Oops: Bernie Sanders Tweets Fake News in Disastrous Attempt To Smear Trump
The liberal media abandoned an immigration story this past week as soon as it didn’t become disadvantageous for President Donald Trump.
Well, whatever. You get used to that kind of stuff in this day and age.
What you don’t get used to, however, is a presidential candidate tweeting the story after it was retracted and casting blame on Trump when he had nothing to do with it.
A quick primer: Earlier in the week, an arm of the United Nations reported that 100,000 children were being detained by the United States on immigration-related offenses, according to The Daily Caller. Detaining children for immigration offenses is illegal under international law.
That was quickly seized upon by the liberal media, and why wouldn’t it be? It made the Trump administration look terrible. The numbers certainly seemed to be legit. Why not write about this, particularly from a Trump-centric angle?
However, news organizations immediately lost interest in the story after the United Nations issued a correction Tuesday, the day after most of the stories ran, saying that 100,000 number was from 2015, not 2019. That was the most recent year for which numbers were available, it said.
The president in 2015 was Barack Obama, which made the story significantly less juicy to the media. Barack the Great, after all, would never do such a thing, right? That’s why we didn’t hear much about those drone strikes back in the day.
While some news agencies updated the story to reflect the current reality of the story, others just deleted it. Reuters was one of those that decided to just do away with the story Tuesday.
Also Tuesday, after Reuters had retracted the story, Democratic presidential candidate Sen. Bernie Sanders — or, at least, someone on his campaign — decided to share it on Twitter and blame it on Trump.

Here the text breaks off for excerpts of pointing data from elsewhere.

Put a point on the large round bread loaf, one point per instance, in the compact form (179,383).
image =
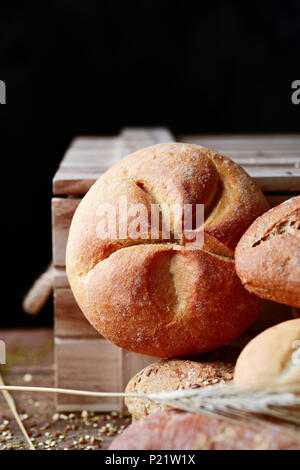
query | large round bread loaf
(161,297)
(175,430)
(268,254)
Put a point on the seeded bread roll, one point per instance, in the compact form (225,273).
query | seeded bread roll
(272,357)
(267,257)
(160,296)
(175,430)
(173,374)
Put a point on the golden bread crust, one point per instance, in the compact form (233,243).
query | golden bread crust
(159,297)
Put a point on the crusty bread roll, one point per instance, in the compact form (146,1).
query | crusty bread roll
(173,374)
(175,430)
(268,255)
(271,357)
(160,297)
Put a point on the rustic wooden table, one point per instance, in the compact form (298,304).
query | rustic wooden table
(30,361)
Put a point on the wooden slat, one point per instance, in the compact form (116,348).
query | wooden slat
(88,364)
(133,139)
(96,365)
(88,158)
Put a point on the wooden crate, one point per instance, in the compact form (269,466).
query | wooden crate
(85,360)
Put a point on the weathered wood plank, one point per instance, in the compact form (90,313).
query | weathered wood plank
(62,213)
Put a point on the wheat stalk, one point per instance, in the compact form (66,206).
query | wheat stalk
(228,401)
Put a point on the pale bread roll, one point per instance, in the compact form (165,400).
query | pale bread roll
(271,358)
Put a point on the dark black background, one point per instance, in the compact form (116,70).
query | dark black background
(91,67)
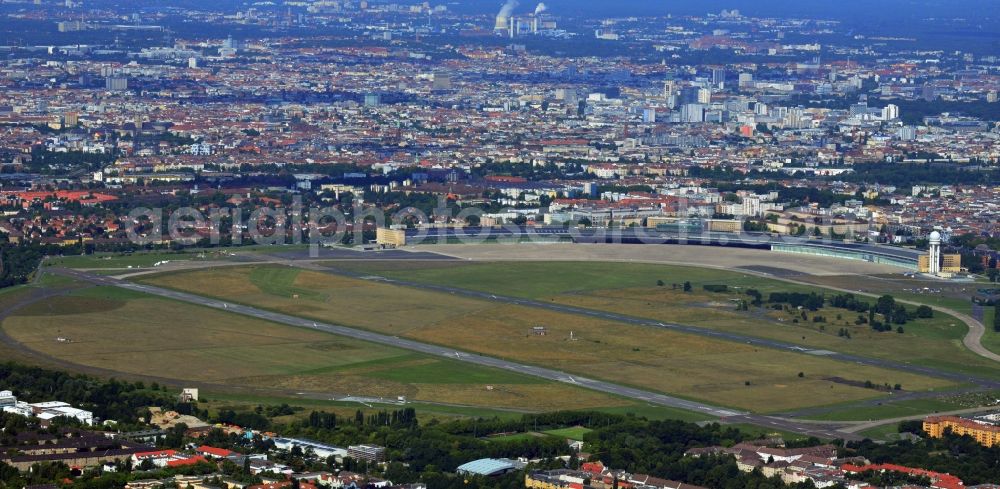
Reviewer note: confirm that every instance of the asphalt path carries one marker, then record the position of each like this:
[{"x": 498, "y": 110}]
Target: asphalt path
[
  {"x": 610, "y": 316},
  {"x": 434, "y": 350},
  {"x": 822, "y": 430}
]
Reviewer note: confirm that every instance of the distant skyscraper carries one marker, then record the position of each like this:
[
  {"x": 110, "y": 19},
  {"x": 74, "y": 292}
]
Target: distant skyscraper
[
  {"x": 693, "y": 113},
  {"x": 718, "y": 77},
  {"x": 649, "y": 115},
  {"x": 116, "y": 83},
  {"x": 929, "y": 93},
  {"x": 890, "y": 112},
  {"x": 704, "y": 96}
]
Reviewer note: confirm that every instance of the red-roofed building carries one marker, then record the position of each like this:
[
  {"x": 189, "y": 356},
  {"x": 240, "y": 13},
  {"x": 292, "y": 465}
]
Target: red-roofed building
[
  {"x": 213, "y": 452},
  {"x": 181, "y": 462},
  {"x": 938, "y": 480}
]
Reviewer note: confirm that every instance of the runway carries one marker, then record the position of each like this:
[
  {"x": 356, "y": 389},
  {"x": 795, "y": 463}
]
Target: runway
[{"x": 824, "y": 431}]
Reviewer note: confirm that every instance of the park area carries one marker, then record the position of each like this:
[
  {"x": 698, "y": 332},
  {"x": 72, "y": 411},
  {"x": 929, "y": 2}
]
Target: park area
[
  {"x": 719, "y": 372},
  {"x": 111, "y": 331}
]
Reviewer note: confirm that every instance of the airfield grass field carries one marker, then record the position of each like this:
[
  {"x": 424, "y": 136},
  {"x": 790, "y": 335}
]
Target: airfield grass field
[
  {"x": 630, "y": 289},
  {"x": 138, "y": 335},
  {"x": 719, "y": 372}
]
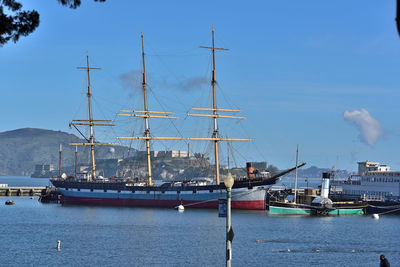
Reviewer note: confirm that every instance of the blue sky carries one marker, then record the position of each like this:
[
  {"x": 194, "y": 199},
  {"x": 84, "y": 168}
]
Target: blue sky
[{"x": 294, "y": 68}]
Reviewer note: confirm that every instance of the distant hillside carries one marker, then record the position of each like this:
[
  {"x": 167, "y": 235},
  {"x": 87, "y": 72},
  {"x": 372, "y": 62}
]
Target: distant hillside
[{"x": 22, "y": 149}]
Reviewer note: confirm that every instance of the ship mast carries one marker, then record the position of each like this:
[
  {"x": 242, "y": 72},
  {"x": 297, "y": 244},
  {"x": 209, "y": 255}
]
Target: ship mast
[
  {"x": 215, "y": 135},
  {"x": 146, "y": 114},
  {"x": 146, "y": 119},
  {"x": 90, "y": 122}
]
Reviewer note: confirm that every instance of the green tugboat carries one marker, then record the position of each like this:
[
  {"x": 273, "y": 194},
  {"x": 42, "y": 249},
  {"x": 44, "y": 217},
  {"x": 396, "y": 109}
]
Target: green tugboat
[{"x": 309, "y": 203}]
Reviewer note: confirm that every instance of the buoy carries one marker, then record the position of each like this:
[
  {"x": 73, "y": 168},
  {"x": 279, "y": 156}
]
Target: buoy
[
  {"x": 181, "y": 208},
  {"x": 9, "y": 202}
]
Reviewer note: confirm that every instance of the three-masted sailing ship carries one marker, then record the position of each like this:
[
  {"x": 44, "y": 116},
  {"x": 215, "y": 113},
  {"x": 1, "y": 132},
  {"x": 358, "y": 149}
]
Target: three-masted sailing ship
[{"x": 247, "y": 193}]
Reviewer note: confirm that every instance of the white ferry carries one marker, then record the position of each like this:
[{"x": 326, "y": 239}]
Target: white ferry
[{"x": 373, "y": 182}]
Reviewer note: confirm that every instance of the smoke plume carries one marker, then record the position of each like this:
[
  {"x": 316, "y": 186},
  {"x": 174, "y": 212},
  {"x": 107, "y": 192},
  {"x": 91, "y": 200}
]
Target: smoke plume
[
  {"x": 133, "y": 79},
  {"x": 370, "y": 129}
]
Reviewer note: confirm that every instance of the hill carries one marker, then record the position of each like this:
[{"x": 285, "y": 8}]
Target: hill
[{"x": 22, "y": 149}]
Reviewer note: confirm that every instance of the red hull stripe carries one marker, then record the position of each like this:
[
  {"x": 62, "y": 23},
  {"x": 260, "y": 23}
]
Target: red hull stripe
[{"x": 248, "y": 205}]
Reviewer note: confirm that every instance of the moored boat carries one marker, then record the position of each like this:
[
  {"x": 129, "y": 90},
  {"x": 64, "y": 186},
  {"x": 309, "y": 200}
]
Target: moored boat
[{"x": 247, "y": 193}]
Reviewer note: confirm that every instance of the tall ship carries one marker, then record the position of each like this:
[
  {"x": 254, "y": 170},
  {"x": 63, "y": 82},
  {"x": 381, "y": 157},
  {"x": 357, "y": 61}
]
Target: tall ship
[{"x": 247, "y": 193}]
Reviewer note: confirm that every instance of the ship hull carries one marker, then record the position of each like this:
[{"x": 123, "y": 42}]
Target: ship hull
[
  {"x": 242, "y": 198},
  {"x": 275, "y": 210}
]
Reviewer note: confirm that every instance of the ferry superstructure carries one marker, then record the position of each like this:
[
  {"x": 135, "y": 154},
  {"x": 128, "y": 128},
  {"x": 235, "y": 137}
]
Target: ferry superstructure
[{"x": 373, "y": 181}]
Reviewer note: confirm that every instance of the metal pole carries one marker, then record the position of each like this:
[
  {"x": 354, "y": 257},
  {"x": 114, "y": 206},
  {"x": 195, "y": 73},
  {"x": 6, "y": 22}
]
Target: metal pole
[
  {"x": 76, "y": 161},
  {"x": 59, "y": 161},
  {"x": 228, "y": 227}
]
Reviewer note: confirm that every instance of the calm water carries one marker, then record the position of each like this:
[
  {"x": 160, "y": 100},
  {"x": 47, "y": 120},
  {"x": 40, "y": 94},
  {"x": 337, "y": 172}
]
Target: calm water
[{"x": 102, "y": 236}]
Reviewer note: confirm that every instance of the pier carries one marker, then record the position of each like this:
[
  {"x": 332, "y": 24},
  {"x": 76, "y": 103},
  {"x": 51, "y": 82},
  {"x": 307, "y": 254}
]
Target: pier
[{"x": 22, "y": 190}]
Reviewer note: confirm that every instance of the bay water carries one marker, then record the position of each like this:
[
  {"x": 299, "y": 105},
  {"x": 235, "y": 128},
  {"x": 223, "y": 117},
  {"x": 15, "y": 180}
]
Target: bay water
[{"x": 110, "y": 236}]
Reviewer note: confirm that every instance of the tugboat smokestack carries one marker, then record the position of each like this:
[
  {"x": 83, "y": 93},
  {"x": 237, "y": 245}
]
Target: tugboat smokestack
[{"x": 325, "y": 184}]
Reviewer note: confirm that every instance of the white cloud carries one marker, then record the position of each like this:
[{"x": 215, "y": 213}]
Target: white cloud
[{"x": 370, "y": 129}]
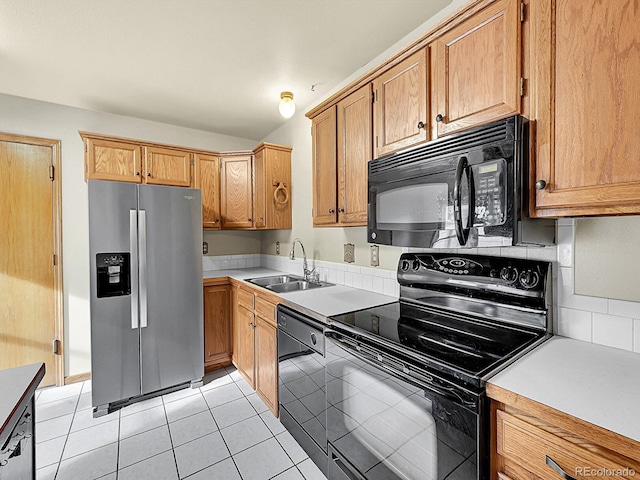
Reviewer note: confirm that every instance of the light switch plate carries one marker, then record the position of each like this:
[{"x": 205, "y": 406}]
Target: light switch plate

“Which country has the world’s highest rate of child detention?” the independent Vermont senator tweeted from his official account, according to the Washington Examiner.

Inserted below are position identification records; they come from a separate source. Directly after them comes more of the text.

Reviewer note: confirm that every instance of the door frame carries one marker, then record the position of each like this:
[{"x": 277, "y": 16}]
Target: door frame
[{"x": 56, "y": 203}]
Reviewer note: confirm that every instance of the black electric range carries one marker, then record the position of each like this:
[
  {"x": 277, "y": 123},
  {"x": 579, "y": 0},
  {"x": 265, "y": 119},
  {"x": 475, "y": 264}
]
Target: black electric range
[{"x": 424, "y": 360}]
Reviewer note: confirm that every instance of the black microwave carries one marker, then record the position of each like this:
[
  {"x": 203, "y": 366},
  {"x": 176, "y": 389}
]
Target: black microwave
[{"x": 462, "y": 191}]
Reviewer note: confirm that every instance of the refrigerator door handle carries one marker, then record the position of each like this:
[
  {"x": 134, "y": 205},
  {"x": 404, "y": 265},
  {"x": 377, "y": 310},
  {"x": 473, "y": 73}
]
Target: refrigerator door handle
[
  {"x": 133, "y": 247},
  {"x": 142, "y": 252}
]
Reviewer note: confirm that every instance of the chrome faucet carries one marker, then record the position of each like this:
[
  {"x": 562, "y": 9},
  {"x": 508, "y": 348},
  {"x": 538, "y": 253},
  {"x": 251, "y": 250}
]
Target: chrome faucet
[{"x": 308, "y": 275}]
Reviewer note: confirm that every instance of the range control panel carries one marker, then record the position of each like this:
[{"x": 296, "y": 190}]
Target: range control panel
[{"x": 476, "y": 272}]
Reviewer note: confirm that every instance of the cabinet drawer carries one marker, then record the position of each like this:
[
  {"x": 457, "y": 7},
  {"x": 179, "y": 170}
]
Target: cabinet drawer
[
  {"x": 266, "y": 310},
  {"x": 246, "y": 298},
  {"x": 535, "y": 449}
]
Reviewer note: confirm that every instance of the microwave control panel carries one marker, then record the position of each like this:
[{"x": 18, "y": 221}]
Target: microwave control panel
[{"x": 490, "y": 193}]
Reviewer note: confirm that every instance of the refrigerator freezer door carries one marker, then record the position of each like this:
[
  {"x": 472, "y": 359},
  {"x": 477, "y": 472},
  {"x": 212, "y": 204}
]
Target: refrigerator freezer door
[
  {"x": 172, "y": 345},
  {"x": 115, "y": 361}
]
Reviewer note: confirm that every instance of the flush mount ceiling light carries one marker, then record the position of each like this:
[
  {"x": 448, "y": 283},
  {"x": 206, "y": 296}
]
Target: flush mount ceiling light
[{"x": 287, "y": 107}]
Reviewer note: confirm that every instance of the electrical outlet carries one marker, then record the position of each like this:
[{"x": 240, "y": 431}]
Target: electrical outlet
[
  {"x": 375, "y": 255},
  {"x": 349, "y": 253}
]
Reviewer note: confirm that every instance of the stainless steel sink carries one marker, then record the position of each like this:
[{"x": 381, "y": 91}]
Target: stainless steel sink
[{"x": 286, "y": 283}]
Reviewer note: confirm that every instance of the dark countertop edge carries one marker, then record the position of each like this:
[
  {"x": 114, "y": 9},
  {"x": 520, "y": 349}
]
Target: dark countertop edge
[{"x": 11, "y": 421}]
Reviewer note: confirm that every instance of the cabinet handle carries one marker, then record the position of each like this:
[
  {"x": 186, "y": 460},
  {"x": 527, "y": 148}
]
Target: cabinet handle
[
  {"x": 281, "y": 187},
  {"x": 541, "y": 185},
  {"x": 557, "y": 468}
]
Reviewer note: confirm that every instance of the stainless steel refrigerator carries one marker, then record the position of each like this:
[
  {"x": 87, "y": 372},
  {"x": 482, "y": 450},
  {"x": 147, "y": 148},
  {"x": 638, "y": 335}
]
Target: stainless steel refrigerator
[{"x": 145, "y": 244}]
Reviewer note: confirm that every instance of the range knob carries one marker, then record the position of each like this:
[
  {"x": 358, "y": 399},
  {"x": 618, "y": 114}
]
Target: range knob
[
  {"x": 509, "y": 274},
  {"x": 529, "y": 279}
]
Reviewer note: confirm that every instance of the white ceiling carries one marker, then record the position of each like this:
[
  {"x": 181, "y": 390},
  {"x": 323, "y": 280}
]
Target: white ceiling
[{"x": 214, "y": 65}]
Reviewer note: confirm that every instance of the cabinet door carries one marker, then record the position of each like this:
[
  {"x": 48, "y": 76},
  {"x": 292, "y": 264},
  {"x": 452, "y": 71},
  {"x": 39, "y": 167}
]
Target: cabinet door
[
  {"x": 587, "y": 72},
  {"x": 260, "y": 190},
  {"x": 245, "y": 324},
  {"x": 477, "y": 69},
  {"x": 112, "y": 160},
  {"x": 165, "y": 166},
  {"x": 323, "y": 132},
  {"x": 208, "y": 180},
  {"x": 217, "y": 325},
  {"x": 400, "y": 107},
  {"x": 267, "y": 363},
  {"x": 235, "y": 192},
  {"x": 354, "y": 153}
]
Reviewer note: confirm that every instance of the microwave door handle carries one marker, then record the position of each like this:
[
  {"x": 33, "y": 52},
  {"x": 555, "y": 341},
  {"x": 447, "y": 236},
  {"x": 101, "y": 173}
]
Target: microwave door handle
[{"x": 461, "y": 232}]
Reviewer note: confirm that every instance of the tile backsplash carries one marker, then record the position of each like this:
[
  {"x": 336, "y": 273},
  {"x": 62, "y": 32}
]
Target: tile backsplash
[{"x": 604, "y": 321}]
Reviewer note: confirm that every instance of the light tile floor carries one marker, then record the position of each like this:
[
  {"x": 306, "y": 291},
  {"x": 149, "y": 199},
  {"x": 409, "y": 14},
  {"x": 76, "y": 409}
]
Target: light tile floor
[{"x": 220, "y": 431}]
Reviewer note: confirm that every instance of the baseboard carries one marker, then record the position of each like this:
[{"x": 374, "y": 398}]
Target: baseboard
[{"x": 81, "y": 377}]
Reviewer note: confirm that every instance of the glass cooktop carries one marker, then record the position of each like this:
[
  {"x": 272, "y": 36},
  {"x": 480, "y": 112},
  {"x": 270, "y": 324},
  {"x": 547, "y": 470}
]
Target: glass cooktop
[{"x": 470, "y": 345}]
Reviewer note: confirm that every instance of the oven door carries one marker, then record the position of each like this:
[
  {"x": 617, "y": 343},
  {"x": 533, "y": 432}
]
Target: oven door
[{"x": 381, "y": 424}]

There were four boxes, one each for Botswana, Sri Lanka, Mexico and (the correct answer, of course) the United States.
“Under Trump, America leads the world in locking up little kids — including 100,000 children at the border,” the senator said. “This is immoral.”
It was, although not the way Bernie might have thought. See, his account was linking to the Reuters story, but where it used to be. It had been replaced by a message about the retraction.
“A Nov. 18 story headlined ‘U.S. has world’s highest rate of children in detention – U.N. study’ is withdrawn. The United Nations issued a statement on Nov. 19 saying the number was not current but was for the year 2015. No replacement story will be issued,” Reuters said.
This was obnoxious enough — the outlet didn’t find it particularly newsworthy if it didn’t involve Trump, I guess — but Sanders tweeting something that had clearly been identified as fake news was especially problematic given that, well, I thought we were all supposed to really hate fake news.
Yes, this was, in fact, immoral, although not for the reasons that Sanders thought that it was.
First, this was all about smearing Donald Trump without checking out the source material. If someone had checked on it, they’d have seen the message. Problem solved.
Second, it’s worth noting that the number of detained children has decreased, assuming the 2015 figures and the U.S. government’s current statistics are accurate. The Associated Press, which did a follow-up story to its original piece, found that 69,550 children had been held in detention over the last year.
Now, it remains to be seen whether the methodology was the same, but if so, that means Trump has reduced child detentions. Is that true? We don’t know, given the nature of the studies — but it’s not going to stop candidates like Sanders from tweeting them, now, is it?
Yes, Bernie deleted the tweet. That isn’t the point. In what universe should this have even gone out?
If this is what feeling the Bern means, I’m sure we’d all prefer to remain somewhat chilly.